Robert Weinberg is the author of more than twenty-five books, many of them dealing with science and pop culture, and Stefan Dziemianowicz is an independent scholar and writer and expert on pulp fiction. Together they teamed up with the late Martin H. Greenberg to edit 100 Dastardly Little Detective Stories, part of the "100" series published by Barnes and Noble in the 1990s and reprinted about ten years later.
The stories selected for this anthology run the gamut from the classics, by O. Henry ("The Mystery of the Rue de Peychaud"), Charles Dickens ("An Artful Touch"), Bret Harte ("The Stolen Cigar-Case"), and Jack London ("The Leopard Man's Story") to more modern practitioners such Marcia Muller and Bill Pronzini. Writing styles cover most of the bases, from hard-boiled to the more Sherlockian-thoughtful detectives.

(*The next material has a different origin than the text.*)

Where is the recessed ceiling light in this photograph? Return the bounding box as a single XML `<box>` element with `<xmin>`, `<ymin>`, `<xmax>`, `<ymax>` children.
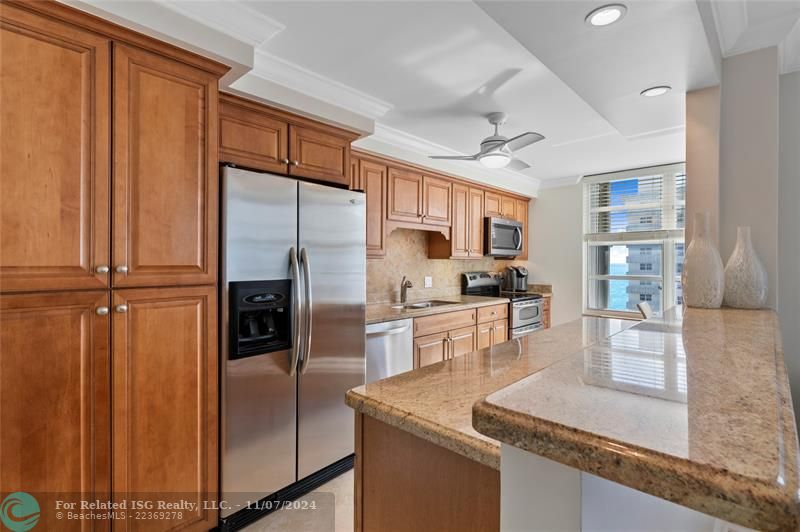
<box><xmin>585</xmin><ymin>4</ymin><xmax>627</xmax><ymax>27</ymax></box>
<box><xmin>640</xmin><ymin>85</ymin><xmax>672</xmax><ymax>97</ymax></box>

As with most anthologies, there are a few hits and a few misses, but this particular grouping is interesting due to the inclusion of those classic authors who aren't always associated with detective writing, as well as many unknowns. There's also a contribution from none other than Abraham Lincoln, "The Trailor Murder Mystery," which first appeared on the front page of the Quincy Whig in 1843. Coming in at 576 pages, it's not exactly "light" reading in weight, but there are plenty of gems that will make for an entertaining, but quick, read.